Ma la fanciulla non gli lasciò finire la frase.
— Caro babbo; — diss'ella, abbracciandolo. — Dobbiamo noi vincere, sì o no, questa battaglia difficile? E salvare quel poveretto? Le armi che ho preparate sono di buona tempra, mi pare, e leali; speriamo che valgano.
— Dio ti assista, donna forte! — esclamò il signor Anselmo. — Ma se Raimondo....
— Verrà da me, se mai; ed io saprò difendermi. Ora tu, si capisce, per debito di cortesia, vai incontro.... alle amiche di Milano. L'arrivo è per le cinque e quarantatrè. Si capisce ancora che tu mi conduci con te alla stazione. —
Il signor Anselmo tentennò il capo e sorrise.
— Non ci mancherebbe altro che ci andassi da solo! — rispose. — Con tanta carne che hai messa al fuoco, Dio sa come mi troverei impacciato! —
Erano suonate le quattro, e con le quattro era di ritorno all'albergo la signora Eleonora, accompagnata dal suo Federigo.
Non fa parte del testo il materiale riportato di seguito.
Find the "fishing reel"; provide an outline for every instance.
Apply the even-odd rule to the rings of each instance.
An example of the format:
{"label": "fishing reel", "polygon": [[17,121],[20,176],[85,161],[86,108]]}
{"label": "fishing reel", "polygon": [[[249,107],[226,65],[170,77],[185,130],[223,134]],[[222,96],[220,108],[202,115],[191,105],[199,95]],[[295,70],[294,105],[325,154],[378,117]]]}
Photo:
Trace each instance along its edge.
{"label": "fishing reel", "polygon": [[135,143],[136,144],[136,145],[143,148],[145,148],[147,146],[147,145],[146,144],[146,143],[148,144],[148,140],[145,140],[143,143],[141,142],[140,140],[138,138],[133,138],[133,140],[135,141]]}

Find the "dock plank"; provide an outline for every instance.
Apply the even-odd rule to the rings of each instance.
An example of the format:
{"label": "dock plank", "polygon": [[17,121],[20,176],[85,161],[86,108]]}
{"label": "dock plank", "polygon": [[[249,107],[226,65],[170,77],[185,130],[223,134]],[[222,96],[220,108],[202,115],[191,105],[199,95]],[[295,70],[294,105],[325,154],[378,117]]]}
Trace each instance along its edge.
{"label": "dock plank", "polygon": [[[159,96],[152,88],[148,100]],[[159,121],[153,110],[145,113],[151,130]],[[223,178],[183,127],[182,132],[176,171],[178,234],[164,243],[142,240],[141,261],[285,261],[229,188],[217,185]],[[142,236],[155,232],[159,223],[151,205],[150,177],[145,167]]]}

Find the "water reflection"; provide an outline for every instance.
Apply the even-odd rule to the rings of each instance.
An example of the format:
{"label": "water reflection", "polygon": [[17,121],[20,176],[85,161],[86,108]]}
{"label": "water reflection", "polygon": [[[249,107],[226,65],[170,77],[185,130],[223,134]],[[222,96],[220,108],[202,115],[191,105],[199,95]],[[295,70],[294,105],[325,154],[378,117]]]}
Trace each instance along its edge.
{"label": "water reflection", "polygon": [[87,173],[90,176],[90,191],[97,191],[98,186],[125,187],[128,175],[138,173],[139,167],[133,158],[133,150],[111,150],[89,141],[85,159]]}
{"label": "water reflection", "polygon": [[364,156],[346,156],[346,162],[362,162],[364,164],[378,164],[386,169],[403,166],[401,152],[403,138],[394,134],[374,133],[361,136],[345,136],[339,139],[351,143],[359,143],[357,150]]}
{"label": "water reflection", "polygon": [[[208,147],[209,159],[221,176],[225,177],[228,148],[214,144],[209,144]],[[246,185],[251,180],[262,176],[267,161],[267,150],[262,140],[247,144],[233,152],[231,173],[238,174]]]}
— Vi potevamo aspettare! — diss'ella.
— Sì, hai ragione; — rispose placidamente il signor Anselmo. — Come disse quella gentildonna ai suoi convitati: “perdonino, mi ero dimenticata in biblioteca„, così noi ci siamo dimenticati in chiacchiere. Ma non dubitare, ci rifacciamo subito anche noi.